Successivamente al deposito del progetto di stato passivo, la rinuncia del creditore alla domanda di ammissione allo stato passivo deve essere accettata dal curatore ex art. 306 c.p.c.?

Successivamente al deposito del progetto di stato passivo, la rinuncia del creditore alla domanda di ammissione allo stato passivo deve essere accettata dal curatore ex art. 306 c.p.c.?

La questione giuridica che il quesito solleva concerne l'applicabilità al procedimento di verifica dello stato passivo della regola processuale contenuta nell'art. 306 del codice di procedura civile, relativa alla rinuncia agli atti del giudizio.
La risposta all'interrogativo richiede un cenno preliminare circa la natura della domanda di ammissione al passivo e, più in generale, del procedimento regolato dagli artt. 92 e seguenti della legge fallimentare.
La domanda di ammissione allo stato passivo si propone mediante ricorso ed è un atto di impulso che si colloca nell'ambito di un procedimento giurisdizionale endogeno alla complessa procedura di fallimento; il provvedimento emesso (in relazione alla citata domanda) dal Giudice delegato, su proposta del curatore, ha efficacia meramente endofallimentare (in questo senso Cass. Civ. 5095/2012).
Il procedimento di verifica dei crediti ha natura non contenziosa e di cognizione sommaria.
Ciò, del resto, conformemente alla funzione propria del predetto procedimento. Infatti, attraverso la presentazione della domanda di ammissione allo stato passivo – sia essa tempestiva ex art. 93 l. fall., che tardiva ex art. 101 l. fall. - colui che si ritiene creditore della società fallita partecipa alla fase di verifica e accertamento dei crediti (con onere della prova a suo carico) al fine del riconoscimento del diritto (di credito) e della relativa soddisfazione nell'ambito della procedura concorsuale.
Al riguardo, la Corte di cassazione così si esprime: “Nel sistema della l.fall. il procedimento di verificazione dello stato passivo ha natura giurisdizionale e decisoria ed è strutturato sullo schema del processo di cognizione, sia pure con gli adattamenti imposti dal carattere sommario della cognizione e dalla attribuzione al giudice delegato di poteri inquisitori, e di detto procedimento l'eventuale giudizio di opposizione costituisce lo sviluppo in sede contenziosa per l'accertamento dell'esistenza e dell'efficacia, nei confronti del fallimento, del credito di cui si chiede l'ammissione” (Cass.
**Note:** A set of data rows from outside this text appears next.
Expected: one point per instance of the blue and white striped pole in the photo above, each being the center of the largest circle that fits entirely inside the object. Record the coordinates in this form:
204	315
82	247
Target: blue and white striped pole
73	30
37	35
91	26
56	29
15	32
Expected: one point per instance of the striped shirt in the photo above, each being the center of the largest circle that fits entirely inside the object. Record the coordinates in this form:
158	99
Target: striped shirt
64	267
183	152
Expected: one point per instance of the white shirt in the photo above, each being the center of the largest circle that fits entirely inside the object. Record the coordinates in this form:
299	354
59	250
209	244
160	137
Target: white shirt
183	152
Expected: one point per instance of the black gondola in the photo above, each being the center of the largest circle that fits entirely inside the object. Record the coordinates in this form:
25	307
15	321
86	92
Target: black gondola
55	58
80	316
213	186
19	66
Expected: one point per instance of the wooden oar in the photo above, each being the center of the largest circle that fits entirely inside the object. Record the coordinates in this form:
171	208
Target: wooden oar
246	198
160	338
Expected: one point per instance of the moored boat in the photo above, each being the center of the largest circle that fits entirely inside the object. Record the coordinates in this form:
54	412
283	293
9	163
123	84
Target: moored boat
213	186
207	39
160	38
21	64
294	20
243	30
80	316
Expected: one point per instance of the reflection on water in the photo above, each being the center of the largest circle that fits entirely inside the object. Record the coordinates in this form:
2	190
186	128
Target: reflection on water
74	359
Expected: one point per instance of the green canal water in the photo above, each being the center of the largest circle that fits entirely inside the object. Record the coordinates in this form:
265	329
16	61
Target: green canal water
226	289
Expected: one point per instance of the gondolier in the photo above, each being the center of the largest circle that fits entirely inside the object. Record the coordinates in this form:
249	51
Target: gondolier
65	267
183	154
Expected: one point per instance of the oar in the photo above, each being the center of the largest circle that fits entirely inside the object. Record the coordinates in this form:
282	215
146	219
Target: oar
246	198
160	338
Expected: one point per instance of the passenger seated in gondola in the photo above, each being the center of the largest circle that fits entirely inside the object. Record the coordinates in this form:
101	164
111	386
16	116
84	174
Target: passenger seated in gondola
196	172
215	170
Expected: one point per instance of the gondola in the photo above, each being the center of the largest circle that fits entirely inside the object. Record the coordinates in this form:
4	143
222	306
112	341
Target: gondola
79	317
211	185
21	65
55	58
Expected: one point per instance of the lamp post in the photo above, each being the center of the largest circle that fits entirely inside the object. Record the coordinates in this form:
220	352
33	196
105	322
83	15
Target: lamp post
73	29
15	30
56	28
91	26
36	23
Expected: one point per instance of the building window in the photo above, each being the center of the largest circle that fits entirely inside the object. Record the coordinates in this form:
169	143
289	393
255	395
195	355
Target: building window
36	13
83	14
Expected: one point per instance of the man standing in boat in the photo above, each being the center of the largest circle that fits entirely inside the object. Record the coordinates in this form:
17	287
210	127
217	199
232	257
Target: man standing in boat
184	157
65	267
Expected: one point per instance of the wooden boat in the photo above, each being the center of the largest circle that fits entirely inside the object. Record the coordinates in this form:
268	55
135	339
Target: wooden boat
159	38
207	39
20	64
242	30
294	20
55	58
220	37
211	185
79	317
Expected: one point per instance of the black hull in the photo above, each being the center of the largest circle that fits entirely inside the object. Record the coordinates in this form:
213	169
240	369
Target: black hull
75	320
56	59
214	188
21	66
Civ. 3765/2007).
Si tratta di orientamento conforme alla normativa di rito relativa al procedimento di verifica dei crediti, che infatti assicura il contraddittorio sostanziale innanzi ad un giudice terzo, senza tuttavia prevedere la formale costituzione delle parti a mezzo di difensore tecnico.
In definitiva, il procedimento di verifica dei crediti, pur conformandosi allo schema del processo ordinario di cognizione, non ne assume la veste.
Ciò rileva al fine della questione circa l'applicabilità dell'istituto della rinuncia agli atti ex art. 306 c.p.c..
Infatti, detta normativa è sistematicamente posta nel codice di rito nel Libro II, Capo VII, Sezione III intitolata “Dell'estinzione del processo” e prevede l'estinzione del giudizio per rinuncia agli atti solo allorquando tale rinuncia sia accettata dalle parti costituite.
Ebbene, nel procedimento della verifica dei crediti il curatore - che eventualmente dovrebbe accettare la rinuncia alla domanda di ammissione formulata dal preteso creditore - non è “avversario” di quest'ultimo, quanto piuttosto soggetto terzo rispetto al preteso rapporto obbligatorio oggetto di accertamento (come, da ultimo, confermato dalle Sezioni Unite della Suprema Corte con sentenza n.4213/2013 - anche nelle news de IlFallimentarista).
Del resto, come detto, nel procedimento verifica dei crediti non vi è nemmeno formale costituzione delle parti, né vi sono parti contrapposte, pur essendovi contraddittorio sostanziale, comunque indispensabile alla funzione sua propria di accertamento del credito.
Oltretutto, sembra arduo ipotizzare un interesse del curatore alla “conservazione” della domanda di ammissione al passivo - e quindi un possibile diniego alla rinuncia - atteso che, anzi, l'effetto della rinuncia alla pretesa pecuniaria, ove ritenuta fondata dagli organi della procedura, potrebbe essere soltanto positivo per i creditori concorsuali, i quali beneficerebbero, in caso di ripartizione di attivo, di una maggiore soddisfazione del credito accertato.